Я тряхнула головой. Такие факты я стала зубрить, когда отношения между мамой и папой совсем разладились. Как я уже говорила, ссорились они не слишком часто, во всяком случае, до криков дело не доходило. Но в некотором смысле это даже хуже – им вроде как было теперь не о чем говорить друг с дружкой. И чтобы забыть об этой гнетущей тишине, я старалась занять голову еще чем-нибудь. Впрочем, сейчас с грустью покончено – мой план сработал, и мне удалось заманить маму с папой на остров. А значит, сегодня мы тут все вместе заночуем. Они поймут, что ехать отдыхать с Пони или с Дурмот-Дурмот-Дурмотом мне не хочется. Завтра или послезавтра, но уж никак не позже я признаюсь, что у меня тут спрятана лодка.
Едва не лопаясь от гордости, я направилась в лес, чтобы маме с папой было проще меня найти. Бабушка права, учение – корень добра, главное, правильно его применить.
Я подошла к тропинке сбоку и услышала голоса мамы и папы. Сперва они переговаривались, а затем принялись громко звать меня по имени.
Прямо передо мной тропинка резко поворачивала к здоровенной, будто бы расколотой надвое скале. Быстро выбравшись на тропинку, я забежала за скалу и уселась спиной к родителям.
Первой меня заметила мама, – хотя точно я этого не знаю, я же сидела к ним спиной, – во всяком случае, закричала она первой. Судя по топоту, они оба бросились ко мне. Сидеть отвернувшись было непросто, но пришлось постараться. Я сидела не шелохнувшись и сиротливо глядела на деревья.

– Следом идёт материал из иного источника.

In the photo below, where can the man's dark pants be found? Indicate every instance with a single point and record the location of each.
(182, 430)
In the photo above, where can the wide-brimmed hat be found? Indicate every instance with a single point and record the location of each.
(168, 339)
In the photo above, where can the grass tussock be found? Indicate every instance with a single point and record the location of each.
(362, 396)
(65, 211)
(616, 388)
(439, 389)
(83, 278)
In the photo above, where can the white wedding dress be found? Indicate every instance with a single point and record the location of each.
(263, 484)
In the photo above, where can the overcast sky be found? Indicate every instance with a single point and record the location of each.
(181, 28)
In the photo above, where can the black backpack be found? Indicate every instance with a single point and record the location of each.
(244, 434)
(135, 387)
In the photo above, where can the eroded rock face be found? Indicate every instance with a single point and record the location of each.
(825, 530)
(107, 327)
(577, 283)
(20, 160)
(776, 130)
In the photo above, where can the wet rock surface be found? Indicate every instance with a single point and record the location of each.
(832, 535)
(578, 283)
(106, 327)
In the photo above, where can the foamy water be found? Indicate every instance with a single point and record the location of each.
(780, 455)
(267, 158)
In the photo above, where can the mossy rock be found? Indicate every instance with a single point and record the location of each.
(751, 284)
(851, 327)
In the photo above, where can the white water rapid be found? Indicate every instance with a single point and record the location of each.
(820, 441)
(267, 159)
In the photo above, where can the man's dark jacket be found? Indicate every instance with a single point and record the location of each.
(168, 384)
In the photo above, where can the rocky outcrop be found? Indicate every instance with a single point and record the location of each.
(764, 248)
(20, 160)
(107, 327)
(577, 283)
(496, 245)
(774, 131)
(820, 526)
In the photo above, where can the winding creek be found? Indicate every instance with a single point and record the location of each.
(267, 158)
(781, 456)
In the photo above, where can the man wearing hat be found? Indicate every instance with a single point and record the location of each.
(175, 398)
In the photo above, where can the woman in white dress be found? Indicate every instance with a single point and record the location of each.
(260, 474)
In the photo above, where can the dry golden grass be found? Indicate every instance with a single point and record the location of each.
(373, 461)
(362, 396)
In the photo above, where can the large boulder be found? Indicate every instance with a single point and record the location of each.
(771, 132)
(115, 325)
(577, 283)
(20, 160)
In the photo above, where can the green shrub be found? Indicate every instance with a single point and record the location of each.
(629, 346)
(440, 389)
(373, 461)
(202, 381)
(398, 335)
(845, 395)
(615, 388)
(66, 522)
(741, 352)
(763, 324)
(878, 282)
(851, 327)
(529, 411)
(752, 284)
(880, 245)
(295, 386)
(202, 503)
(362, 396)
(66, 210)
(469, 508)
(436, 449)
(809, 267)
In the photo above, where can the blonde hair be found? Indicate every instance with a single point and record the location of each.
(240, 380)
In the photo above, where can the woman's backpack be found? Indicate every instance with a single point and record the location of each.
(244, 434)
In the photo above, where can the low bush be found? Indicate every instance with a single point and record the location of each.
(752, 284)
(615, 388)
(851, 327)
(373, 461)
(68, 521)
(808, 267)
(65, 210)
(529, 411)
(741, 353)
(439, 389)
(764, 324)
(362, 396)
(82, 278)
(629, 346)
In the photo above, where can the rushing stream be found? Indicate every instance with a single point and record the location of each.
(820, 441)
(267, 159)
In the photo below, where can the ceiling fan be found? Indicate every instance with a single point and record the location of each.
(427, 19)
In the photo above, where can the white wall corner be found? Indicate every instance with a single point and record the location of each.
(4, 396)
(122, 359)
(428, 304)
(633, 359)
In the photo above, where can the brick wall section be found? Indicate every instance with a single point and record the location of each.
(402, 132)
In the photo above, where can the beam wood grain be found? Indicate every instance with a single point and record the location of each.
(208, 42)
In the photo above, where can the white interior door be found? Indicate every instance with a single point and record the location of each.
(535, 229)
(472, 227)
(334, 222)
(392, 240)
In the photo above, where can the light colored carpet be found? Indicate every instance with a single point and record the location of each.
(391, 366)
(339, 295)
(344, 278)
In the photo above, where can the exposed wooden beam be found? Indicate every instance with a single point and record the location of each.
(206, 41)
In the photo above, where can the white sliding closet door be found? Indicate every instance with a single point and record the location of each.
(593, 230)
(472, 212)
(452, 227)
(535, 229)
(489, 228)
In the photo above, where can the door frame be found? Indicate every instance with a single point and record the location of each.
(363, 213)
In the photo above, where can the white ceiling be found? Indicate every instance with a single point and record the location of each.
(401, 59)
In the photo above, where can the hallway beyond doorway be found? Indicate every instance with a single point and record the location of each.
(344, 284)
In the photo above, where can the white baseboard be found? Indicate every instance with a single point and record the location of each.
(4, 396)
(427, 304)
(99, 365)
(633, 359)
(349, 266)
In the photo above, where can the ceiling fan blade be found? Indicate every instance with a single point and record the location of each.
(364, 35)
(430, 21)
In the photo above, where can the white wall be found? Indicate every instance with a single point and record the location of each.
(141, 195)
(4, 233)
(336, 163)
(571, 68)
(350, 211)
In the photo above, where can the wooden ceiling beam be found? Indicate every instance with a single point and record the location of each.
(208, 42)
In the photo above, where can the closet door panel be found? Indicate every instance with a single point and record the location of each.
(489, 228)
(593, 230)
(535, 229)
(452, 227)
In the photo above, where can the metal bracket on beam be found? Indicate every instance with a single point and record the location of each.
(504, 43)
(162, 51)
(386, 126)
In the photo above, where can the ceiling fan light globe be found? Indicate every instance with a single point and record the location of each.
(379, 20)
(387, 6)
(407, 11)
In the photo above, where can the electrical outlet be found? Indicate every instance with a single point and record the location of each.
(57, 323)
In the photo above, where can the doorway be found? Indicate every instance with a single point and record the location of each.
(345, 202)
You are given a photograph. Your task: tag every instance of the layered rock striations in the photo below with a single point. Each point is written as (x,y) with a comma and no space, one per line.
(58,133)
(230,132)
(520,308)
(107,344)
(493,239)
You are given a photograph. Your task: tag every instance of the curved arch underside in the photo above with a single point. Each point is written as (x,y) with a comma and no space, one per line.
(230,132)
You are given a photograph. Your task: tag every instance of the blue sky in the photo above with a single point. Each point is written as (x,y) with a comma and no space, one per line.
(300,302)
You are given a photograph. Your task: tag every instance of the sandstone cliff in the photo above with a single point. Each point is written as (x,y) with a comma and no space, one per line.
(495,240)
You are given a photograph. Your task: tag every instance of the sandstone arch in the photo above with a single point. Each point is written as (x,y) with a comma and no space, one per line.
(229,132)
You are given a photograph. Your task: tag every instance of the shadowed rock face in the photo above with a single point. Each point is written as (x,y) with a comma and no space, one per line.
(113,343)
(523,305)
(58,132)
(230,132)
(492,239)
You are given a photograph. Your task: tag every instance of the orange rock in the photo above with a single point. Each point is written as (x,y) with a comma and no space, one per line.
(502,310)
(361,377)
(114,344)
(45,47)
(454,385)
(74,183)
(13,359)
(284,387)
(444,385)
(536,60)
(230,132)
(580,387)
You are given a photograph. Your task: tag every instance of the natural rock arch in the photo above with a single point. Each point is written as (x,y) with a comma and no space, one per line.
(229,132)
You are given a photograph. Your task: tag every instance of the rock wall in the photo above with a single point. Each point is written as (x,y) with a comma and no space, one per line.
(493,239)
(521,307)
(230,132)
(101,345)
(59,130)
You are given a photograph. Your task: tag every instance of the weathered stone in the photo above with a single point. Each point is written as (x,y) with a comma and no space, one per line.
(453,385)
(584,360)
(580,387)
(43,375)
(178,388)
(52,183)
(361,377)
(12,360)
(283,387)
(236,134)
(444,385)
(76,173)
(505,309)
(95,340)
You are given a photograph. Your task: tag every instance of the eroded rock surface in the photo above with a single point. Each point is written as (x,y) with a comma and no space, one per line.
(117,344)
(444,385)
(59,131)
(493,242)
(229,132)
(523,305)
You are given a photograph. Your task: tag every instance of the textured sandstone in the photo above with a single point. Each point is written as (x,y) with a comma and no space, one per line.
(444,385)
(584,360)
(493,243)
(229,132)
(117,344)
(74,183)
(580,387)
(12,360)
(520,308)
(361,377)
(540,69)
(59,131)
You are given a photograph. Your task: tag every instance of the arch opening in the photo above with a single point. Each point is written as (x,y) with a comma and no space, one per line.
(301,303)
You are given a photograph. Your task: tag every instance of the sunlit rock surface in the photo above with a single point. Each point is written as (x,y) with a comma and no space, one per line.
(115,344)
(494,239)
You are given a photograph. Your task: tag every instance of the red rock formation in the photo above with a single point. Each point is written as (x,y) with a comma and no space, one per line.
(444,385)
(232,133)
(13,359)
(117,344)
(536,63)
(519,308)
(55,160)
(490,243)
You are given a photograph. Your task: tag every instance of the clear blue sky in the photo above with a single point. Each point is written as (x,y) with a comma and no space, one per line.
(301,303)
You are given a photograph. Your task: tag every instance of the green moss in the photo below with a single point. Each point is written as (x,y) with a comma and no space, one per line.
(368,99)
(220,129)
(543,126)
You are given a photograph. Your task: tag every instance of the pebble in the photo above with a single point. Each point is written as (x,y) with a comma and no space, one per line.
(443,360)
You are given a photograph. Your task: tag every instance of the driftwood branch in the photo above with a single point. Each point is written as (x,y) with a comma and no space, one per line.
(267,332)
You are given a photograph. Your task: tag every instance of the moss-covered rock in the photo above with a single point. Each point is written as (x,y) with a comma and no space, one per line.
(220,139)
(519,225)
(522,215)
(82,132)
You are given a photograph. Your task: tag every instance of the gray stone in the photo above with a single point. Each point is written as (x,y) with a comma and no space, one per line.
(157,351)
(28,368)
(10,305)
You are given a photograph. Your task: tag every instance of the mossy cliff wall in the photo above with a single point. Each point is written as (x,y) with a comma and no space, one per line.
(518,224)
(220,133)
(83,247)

Добежали они одновременно, а вцепились в меня так, словно я была спасательным кругом. Это ужасно удивило меня, ведь я-то уже приготовилась недовольно огрызаться в ответ на их упреки. Но папа лишь гладил меня по голове и ласково называл по имени. Мама молчала и только смотрела на меня, крепко держа за руку, глаза у нее подозрительно блестели, а по щеке катилась одинокая слеза.
– Астрид, как же ты нас напугала, – мягко проговорила она. Мне сделалось не по себе, и я прикусила нижнюю губу, чтобы та не дрожала.
– А вдруг мы бы тебя не нашли! Никогда больше так не делай, – сказал папа, но тоже на удивление ласково.
– Я просто… – Я уже готова была во всем признаться и попросить прощения, но сдержалась. – …Просто решила стать отшельником, – быстро пробормотала я.
Папа рассмеялся, и когда я услышала его смех, с меня вмиг слетела вся напускная мрачность.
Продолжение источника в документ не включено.